今回、同社が販売する分譲地も、もともとは保全林として昨年まで指定を受けていた。分譲地のある鎌ヶ谷市は、かつて木下街道の宿場町として親しまれてきた。近くには「旧旅籠・丸屋」があるなど、緑の多い自然環境と歴史が共存している。この丸屋は2020年3月文化庁から「歴史的景観に寄与している」と評価され、国の有形文化財として答申されている。建物は、明治時代から所有者が代々、手を加えながら維持・管理している。
分譲前の保全林の所有者は、この丸屋の管理にもかかわっている。この建物を改修し、後世につないでいくことを使命であると考えた所有者は、資金捻出などのために保全林の売却を検討。同社では、埼玉県越谷市内の旧日光街道沿いにある蔵を古民家複合施設に蘇らせる取り組みなどをしており、その活動に共鳴した所有者が同社を売却先に選んだという。
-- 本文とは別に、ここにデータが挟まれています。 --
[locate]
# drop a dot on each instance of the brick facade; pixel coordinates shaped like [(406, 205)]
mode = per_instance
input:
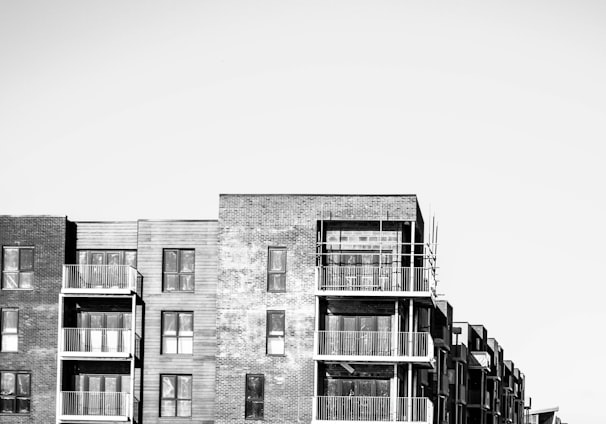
[(37, 311)]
保全林は、地域住民に長年、豊かな緑を提供し、所有者も丁寧に手を入れてきた。同社は、こうした保全林所有者の森への思いを、新たに開発する分譲地に生かそうと、公園に一部の木を移植。ロウバイ等合計4本があり、当時の保全林があった場所であることを想像させる。同社戸建分譲設計本部設計二部営業企画設計課主任の日山麻子さんは「保有林所有者の思いを少しでも形に残したかった」と強調する。
公園の植樹だけでなく、もともと森であったことをイメージしやすいような仕掛けを分譲地ではしている。例えば、住宅に使用する外壁材では、木肌を感じるような柄のサイディングを使ったりしている。
住宅の中では、ムク材を空間のアクセントとして活用。売り出し期によって異なるものの、「第1期に関しては天然木のウッドパネルをリビングにはったり、化粧梁、化粧柱を要所に取り入れており、家の中でも木のしつらえを感じることができるように工夫している」と日山さんは話す。また、3つある街区も、「木肌」、「木立」、「木漏れ日」とそれぞれ木をイメージできるようにしている。
分譲地は全46区画。第一期販売分は今年11月からの引き渡しを予定する。